Pendidikan dan kegiatan riset. Dua hal yang menjadi perhatian saya dalam lembar-lembar terakhir buku Sapiens adalah topik mengenai pendidikan dan riset. Harari menekankan soal melatih pikiran, meragukan fakta apapun yang diberikan oleh dunia dan menantang setiap argument yang diberikan oleh dunia dengan berpegang pada rasa ingin tahu dan kemampuan untuk berpikir kritis. Keinginan Harari ini, jika diterjemahkan adalah bagian penting dari kegiatan belajar (mendidik) dan riset. Dua hal ini adalah kekuatan.

Riset, dikatakan sebagai kekuatan bahkan adalah kekuatan untuk menguasai karena kemampuannya untuk melakukan prediksi. Kata ‘prediksi’ ini dapat kita artikan juga sebagai kekuatan untuk melakukan ramalan, melihat masa depan sebelum masa depan tersebut terjadi. Tentu saja, prediksi yang dimaksud bukanlah prediksi yang biasa dilakukan oleh para cenayang. Riset memampukan manusia untuk melakukan prediksi akan masa depan dengan mamanfaatkan data/pelajaran/pola sebelumnya. Prediksi ini pun dilakukan sebagai bagian untuk ‘berjaga-jaga’ untuk menyelamatkan diri (Saya sudah pernah membicarakan soal prediksi ini dalam tulisan saya sebelumnya).

Riset yang dilakukan sejak masa-masa lalu tidak hanya membawa kemajuan, perkembangan dan kekuasaan. Tapi membawa manusia pada kenyataan yang cukup menyakitkan, dampak buruk/sisi gelap dari kegiatan riset yang masif. Salah satu dampak yang dibicarakan oleh Harari adalah menitikberatkan pada ‘eksploitasi’ besar-besaran yang dilakukan untuk manusia. Ya, saya rasa, saya pun setuju dengan Harari soal faktor manusia sebagai faktor utama perusakan alam dan segala macam ciptaannya.

(Nah, sekarang tahu kan, mengapa dalam kegiatan riset itu, penting sekali menekankan aspek kebermanfaatan. Riset itu harus memiliki banyak manfaat bagi masyarakat/orang banyak/partisipan, dan mengurangi jumlah kerugian yang dapat ditimbulkan kepada masyarakat).

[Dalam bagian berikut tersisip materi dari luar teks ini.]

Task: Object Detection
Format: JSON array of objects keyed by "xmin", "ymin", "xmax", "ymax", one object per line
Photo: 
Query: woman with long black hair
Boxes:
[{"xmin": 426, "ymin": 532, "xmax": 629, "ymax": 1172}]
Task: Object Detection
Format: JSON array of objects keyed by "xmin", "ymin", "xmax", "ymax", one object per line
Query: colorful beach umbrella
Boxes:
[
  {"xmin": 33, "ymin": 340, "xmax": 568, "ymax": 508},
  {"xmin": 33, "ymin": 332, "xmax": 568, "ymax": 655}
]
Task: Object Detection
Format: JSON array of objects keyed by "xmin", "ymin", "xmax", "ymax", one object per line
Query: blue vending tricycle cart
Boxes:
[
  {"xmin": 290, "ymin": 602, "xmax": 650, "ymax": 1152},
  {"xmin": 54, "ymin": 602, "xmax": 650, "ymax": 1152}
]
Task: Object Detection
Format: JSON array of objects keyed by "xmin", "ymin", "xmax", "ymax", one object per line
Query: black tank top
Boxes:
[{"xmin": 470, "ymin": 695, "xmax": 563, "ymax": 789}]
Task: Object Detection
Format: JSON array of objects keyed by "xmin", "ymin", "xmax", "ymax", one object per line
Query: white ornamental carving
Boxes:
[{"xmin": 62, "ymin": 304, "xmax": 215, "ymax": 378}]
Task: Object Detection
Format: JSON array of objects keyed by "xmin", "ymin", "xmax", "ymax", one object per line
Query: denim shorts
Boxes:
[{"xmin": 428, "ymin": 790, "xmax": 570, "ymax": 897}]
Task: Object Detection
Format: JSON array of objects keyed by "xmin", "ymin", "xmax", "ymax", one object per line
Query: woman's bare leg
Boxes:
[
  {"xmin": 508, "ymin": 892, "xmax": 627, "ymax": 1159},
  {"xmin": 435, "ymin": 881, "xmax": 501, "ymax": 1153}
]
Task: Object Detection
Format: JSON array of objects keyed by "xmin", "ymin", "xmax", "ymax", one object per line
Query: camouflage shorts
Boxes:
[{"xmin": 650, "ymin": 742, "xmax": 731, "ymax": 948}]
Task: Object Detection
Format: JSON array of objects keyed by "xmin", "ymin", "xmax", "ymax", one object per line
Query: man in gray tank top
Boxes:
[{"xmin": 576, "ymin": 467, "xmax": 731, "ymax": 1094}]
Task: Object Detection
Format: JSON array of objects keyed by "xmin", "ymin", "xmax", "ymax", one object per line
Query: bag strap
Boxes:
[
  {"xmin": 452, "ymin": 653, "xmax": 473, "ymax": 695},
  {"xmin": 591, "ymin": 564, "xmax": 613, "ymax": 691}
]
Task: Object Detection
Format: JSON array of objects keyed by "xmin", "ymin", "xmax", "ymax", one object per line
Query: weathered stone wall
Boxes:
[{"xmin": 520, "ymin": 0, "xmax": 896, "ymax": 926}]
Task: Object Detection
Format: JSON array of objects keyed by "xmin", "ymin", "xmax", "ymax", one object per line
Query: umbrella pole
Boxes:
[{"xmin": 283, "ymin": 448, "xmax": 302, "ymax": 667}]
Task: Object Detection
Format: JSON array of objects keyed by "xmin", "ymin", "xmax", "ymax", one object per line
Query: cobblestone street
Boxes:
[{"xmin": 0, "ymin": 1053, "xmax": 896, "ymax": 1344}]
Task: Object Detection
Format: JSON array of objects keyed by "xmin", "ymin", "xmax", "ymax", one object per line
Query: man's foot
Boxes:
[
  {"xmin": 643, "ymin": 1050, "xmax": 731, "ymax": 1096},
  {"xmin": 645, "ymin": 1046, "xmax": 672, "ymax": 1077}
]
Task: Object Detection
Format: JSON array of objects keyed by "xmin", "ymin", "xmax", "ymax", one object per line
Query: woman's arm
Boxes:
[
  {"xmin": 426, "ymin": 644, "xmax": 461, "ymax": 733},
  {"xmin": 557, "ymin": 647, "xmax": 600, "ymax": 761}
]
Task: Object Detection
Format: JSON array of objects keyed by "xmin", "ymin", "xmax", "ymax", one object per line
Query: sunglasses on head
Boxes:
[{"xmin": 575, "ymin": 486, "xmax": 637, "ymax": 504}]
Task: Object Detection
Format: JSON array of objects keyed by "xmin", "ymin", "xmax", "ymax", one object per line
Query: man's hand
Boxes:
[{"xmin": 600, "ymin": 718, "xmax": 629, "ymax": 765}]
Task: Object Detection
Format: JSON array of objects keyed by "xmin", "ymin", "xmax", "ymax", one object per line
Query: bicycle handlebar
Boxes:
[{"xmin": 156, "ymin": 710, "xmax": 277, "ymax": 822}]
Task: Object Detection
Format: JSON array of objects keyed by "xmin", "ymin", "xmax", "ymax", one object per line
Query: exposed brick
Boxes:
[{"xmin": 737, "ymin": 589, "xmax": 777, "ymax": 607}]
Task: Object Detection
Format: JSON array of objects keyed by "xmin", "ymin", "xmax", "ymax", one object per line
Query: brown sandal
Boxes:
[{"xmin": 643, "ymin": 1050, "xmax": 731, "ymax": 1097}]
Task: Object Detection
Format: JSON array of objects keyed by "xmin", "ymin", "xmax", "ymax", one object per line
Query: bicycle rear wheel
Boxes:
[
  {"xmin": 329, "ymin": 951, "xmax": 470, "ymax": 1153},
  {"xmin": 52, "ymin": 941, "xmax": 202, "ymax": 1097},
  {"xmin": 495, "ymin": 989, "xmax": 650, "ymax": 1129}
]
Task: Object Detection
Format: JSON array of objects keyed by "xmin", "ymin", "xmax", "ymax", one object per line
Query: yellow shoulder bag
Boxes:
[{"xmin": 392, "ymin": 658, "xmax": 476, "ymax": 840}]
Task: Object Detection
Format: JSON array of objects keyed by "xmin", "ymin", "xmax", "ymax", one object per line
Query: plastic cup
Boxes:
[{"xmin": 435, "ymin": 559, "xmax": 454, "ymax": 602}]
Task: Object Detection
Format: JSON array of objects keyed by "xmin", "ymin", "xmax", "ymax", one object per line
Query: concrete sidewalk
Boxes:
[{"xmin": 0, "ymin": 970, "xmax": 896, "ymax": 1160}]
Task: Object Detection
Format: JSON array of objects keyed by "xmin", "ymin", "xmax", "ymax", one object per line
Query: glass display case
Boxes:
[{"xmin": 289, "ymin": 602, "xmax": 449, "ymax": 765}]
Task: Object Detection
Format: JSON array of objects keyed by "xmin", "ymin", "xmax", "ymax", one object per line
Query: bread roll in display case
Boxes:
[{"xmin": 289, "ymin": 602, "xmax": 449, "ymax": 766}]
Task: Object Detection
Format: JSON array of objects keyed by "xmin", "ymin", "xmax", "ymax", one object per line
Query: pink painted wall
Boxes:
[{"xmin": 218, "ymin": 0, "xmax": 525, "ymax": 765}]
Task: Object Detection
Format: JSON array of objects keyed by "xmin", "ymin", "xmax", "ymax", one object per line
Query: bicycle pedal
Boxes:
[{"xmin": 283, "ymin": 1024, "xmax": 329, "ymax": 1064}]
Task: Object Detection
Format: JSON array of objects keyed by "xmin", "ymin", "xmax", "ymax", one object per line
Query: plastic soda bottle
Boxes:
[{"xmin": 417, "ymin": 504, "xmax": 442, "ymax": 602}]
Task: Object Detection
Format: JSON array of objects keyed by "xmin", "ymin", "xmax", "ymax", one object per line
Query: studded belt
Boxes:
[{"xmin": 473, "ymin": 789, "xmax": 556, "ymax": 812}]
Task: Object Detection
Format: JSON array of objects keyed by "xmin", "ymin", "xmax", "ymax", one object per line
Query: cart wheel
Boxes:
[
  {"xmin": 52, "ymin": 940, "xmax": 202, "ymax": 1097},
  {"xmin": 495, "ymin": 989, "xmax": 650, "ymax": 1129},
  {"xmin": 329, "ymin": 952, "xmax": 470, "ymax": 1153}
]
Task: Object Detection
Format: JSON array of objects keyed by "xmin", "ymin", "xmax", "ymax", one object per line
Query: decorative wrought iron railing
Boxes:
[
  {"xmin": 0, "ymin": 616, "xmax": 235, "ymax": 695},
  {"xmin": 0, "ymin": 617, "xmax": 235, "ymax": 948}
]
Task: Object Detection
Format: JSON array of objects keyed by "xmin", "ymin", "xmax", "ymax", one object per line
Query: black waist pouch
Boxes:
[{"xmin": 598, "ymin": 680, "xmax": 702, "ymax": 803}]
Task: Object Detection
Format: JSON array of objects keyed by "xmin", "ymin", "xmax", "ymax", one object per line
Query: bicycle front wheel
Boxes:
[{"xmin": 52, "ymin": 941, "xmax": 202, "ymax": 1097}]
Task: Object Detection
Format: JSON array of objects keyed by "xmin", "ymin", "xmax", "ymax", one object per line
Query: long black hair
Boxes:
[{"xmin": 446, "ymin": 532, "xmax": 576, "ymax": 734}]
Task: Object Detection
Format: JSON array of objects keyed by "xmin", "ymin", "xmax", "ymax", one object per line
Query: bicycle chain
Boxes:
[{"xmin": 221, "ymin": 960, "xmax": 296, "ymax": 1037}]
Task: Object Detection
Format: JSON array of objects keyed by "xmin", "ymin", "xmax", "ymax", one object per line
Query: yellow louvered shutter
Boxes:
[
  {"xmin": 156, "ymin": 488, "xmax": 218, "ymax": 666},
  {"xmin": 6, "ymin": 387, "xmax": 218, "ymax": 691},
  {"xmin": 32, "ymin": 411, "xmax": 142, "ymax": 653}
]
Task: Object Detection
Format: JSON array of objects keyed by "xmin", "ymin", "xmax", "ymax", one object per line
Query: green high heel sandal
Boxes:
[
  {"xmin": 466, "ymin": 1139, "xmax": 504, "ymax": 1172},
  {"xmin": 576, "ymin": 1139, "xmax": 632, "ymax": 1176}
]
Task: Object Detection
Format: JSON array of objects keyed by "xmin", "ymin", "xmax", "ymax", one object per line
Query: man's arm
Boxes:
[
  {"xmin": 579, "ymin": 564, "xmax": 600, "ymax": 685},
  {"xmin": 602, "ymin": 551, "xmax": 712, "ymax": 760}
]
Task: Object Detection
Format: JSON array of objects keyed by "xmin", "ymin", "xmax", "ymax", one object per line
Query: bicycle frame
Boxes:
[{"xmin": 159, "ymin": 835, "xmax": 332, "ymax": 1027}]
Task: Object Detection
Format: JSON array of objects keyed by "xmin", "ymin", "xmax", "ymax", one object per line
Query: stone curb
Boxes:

Melawan malaikat maut. Buku yang ditulis Harari ini, jika dapat ditulis dengan judul berbeda, maka judul yang paling tepat dalam benak saya adalah ‘Daftar Kesombongan/keangkuhan manusia’. Buku ini banyak memaparkan tentang manusia dan keinginannya untuk melepaskan kemanusiaannya dan menjadi makhluk yang berbeda.

(Buku yang dikeluarkan Harari selanjutnya adalah buku dengan judul Homo Deus (Manusia yang menjadi Tuhan) dan buku selanjutnya menjelaskan dengan sangat keangkuhan manusia (disertai dengan bukti-bukti pencapaiannya) yang berusaha untuk menjadi Tuhan atas alam semesta ini).

Bukti kongkret pernyataan ini adalah kemampuan untuk melawan kematian. Medis dan paramedis, termasuk saya, sejak hari pertama masuk sekolah pendidikan kesehatan, digembleng untuk ‘melawan kematian’. Itu adalah tugas utama dan pertama. Bahkan, dalam sebuah unit tempat saya praktik sebelumnya, ada sebuah semboyan seperti ini, “tidak boleh ada yang mati hari ini”. Kematian adalah musuh dan kematian harus dilawan, dan memang dengan bantuan obat-obatan dan peralatan-peralatan medis, kematian bisa ditunda, dan kematian dapat dilawan sampai pada waktu tertentu. Ya, meskipun pada akhirnya, dan pada kenyataannya, tidak ada yang dapat menunda kematian yang datang tepat pada waktunya. Kematian akan datang se-natural mungkin, sama seperti kelahiran.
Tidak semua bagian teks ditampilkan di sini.